For a while, they read. Eventually, Elijah is pleased to see, Damon even relaxes as much as Elijah’s ever seen the man do; which is to say, he is ready to bolt at any given second, but seems less like a long-tailed cat in a room full of rocking chairs than the standard.
It is not so odd that he can pinpoint the moment the other vampire does relax. He and his family have, after all, often found themselves at odds with Elijah’s. It is perfectly natural to study the tells of opponents turned reluctant-allies turned opponents yet again. No matter what his siblings say. As if they have any room to talk.
At some point, a phone rings. It rings out, then starts again.
“Are you,” Elijah asks, “going to answer that?”
Damon does not so much as glance down at his pockets. “No.” His knees are drawn up, book resting against them, boots on the chair cushion. Elijah makes a mental note to have someone clean that later.
The phone begins ringing again. This time, the ringtone is different.
Damon goes still, then uncurls. He picks up the phone.
“Damon!” comes the voice of young Sarah Salvatore. “Hi! Uh, quick question, totally just out of curiosity. DoyouknowwhereMommovedthefireextinguisher?”
In the background of the call, a voice Elijah tentatively identifies as Elena’s younger brother—if a few octaves higher—calls out, “Sarah! The towels aren’t working!”
Damon stares down at his phone with what, if Elijah was half the artist his brother was and needed a portrait of the expression titled, could be called abject annoyance. The slightest hint of worry in the way he is carefully holding the phone like he’s afraid it will break heightens that. “Under the sink.”
“Great! Thanks!”
The call ends abruptly.
“I suppose this is the end of our quiet,” Elijah notes dryly.

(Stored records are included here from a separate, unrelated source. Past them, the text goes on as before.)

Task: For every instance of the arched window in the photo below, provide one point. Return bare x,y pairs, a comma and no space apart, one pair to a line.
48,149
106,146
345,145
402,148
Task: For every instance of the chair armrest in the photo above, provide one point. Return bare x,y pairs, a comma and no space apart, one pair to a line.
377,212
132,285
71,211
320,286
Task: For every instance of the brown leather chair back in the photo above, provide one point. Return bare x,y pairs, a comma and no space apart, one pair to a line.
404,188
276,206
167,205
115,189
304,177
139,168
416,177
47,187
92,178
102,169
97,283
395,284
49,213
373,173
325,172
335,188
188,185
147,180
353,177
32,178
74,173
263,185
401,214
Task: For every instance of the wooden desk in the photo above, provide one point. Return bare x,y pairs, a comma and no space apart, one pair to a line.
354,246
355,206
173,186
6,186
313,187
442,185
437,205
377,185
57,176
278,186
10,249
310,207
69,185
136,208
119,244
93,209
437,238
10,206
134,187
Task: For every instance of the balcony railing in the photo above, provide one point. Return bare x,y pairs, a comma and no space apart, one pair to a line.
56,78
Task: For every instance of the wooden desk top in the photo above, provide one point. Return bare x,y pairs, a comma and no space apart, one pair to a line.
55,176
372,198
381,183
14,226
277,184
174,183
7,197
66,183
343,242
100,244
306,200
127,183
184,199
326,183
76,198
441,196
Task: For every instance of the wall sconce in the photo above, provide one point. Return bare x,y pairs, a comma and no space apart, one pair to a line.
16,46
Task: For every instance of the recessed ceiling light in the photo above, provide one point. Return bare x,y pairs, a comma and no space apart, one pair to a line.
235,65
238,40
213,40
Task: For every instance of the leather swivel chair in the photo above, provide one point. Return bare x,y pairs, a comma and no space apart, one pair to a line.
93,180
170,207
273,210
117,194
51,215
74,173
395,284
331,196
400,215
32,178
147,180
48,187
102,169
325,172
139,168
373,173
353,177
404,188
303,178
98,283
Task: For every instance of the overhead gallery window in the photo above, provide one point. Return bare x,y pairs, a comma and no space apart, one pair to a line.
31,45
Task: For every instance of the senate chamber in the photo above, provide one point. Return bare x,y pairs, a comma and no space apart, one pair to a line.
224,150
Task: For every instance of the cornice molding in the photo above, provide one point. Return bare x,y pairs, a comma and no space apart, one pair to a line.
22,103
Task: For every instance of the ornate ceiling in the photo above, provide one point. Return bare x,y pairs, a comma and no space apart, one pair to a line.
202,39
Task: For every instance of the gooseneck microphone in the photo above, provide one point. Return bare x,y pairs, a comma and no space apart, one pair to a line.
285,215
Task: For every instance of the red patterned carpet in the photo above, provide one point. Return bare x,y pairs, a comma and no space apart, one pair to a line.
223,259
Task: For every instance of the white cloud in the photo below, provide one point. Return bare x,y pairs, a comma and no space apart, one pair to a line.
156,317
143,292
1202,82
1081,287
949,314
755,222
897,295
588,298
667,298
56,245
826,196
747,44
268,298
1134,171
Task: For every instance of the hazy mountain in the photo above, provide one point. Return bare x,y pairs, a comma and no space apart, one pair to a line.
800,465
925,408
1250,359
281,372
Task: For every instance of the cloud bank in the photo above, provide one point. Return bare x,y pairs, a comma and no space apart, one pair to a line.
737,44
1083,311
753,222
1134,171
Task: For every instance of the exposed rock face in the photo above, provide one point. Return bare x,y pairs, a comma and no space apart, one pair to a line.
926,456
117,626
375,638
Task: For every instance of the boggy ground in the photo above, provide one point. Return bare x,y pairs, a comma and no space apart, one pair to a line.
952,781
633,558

Damon meets his eyes. For the first time since the naked fear and rage of the bunker the werewolves had him in, there is no artifice. Only wry amusement.
Elijah sighs. He sets aside his book, watches Damon carefully note the page he was on then copy him. They both stand.
“I’m afraid the book is not mine, so I cannot lend it to you,”—this is the thinnest of pretenses, Elijah could buy him the book a thousand times over should he like it, and Damon is certainly capable of procuring his own copy—”but you are welcome back anytime you’d like to finish it. Or anytime you would like quiet.”
Damon does not pause on his way out the door, and it takes every one of Elijah’s heightened senses to catch the thanks he throws over his shoulder as he leaves.